Populating dwh staging area

1 minute read

Models prefixed with stg _comprise the so-called staging area. Source tables are green-coloured, staging tables are blue on the picture below (click to expand):

Since I want to use dbt to deploy my projects I would like to build a common ground. In other words that would be staging area pointing to source tables covered with data tests thoroughly.

Let us examine the source code for stg_ym_sessions_facts:

with source as (

select

     {{ surrogate_key(["account_id",
       "clientids_id",
       "dates_id",
       "traffic_id",
       "locations_id",
       "devices_id"])
       }} as id

, f.account_id
, f.clientids_id
, f.dates_id
, f.traffic_id
, f.locations_id
, f.devices_id
, f.sessions
, f.bounces
, f.pageviews
, f.duration
, gd.dt
, gd.ts

from {{ source('metrika', 'sessions_facts') }} as f
left join {{ ref('stg_general_dates') }} as gd
on gd.id = f.dates_id

{{ filter_rows(
account_id=var('account_id_metrika'),
last_number_of_days=true,
ts_field='dt'
) }}

)

select * from source

Staging tables serve the following key purposes:

  • Listing available columns

So that any subsequent model could use all of them or specific columns.

  • Simple joins are performed

See the ‘stg_general_dates is joined to enrich the staging table with basic time dimension: session date and timestamp. You might also want to add weekday, quarter, date of the week start, quarter, etc.

  • Surrogate keys

Are generated where applicable.
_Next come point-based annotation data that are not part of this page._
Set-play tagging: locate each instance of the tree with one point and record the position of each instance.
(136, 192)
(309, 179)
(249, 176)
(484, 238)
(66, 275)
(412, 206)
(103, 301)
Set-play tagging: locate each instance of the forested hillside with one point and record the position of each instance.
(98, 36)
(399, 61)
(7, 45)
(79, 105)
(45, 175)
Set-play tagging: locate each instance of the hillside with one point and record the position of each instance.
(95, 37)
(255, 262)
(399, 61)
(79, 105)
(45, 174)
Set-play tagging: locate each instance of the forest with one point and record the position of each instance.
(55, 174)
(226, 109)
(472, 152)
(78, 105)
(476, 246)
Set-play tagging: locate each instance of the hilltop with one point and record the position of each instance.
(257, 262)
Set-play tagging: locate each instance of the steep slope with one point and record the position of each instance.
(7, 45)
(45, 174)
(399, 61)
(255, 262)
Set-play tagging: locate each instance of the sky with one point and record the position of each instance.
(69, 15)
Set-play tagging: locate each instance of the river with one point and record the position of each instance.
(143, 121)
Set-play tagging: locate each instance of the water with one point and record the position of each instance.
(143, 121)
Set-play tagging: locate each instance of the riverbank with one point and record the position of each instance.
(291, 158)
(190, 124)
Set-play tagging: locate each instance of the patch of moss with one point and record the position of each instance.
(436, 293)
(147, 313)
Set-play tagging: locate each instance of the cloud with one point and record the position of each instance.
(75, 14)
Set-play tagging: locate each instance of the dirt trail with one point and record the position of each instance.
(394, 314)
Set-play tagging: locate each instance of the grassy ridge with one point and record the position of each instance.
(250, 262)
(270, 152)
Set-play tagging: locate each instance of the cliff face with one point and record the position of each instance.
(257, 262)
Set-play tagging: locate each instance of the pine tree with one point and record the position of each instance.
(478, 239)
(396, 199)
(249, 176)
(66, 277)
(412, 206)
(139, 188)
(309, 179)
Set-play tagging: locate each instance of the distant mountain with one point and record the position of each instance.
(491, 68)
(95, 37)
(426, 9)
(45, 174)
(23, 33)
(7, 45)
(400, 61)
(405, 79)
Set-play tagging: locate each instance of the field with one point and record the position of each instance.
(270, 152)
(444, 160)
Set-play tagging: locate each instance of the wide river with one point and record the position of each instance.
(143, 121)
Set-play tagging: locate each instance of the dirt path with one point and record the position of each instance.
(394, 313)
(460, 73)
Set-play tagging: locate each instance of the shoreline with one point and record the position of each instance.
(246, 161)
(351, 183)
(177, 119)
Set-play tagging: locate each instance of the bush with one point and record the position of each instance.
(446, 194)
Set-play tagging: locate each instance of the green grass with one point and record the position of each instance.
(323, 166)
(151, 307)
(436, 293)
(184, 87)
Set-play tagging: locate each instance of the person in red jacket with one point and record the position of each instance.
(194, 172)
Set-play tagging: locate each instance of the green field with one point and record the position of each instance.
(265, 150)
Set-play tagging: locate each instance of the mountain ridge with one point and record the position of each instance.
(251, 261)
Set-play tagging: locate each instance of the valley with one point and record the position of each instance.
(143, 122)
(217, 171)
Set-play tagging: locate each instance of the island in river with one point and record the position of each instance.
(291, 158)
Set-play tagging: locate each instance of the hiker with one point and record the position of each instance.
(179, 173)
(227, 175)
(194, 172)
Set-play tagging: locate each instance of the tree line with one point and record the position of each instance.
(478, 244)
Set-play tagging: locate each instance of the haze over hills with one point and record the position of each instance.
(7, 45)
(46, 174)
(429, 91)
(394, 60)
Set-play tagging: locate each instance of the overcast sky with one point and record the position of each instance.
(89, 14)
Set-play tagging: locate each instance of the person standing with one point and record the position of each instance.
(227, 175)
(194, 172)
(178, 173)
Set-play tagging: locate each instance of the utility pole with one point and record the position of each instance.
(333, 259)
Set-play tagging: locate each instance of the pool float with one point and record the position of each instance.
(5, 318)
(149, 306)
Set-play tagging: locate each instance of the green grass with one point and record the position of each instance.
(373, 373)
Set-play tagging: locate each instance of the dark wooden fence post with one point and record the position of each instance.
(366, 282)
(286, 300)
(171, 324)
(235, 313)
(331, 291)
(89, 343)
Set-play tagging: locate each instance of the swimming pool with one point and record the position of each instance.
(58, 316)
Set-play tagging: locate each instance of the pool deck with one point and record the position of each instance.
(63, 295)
Macro is used which I will describe in detail later.

  • Rows are filtered

Whole logic is implemented in filter_rows macro. Key point here is you may have several source accounts streaming data to a single table, each of them having its own unique identifier. I only want to fetch rows for a specific account (customer).

There is also one major improvement for the Continuous Integration pipeline: using only 3 last days of data to test your DWH before you merge a new patch. I will cover it later.

Other things you can do in the staging area:

  • Rename your columns to align different sources
  • Cast field types, cast timezones (local -> utc)
  • Deduplicate rows if your ELT service doesn’t do so

Updated: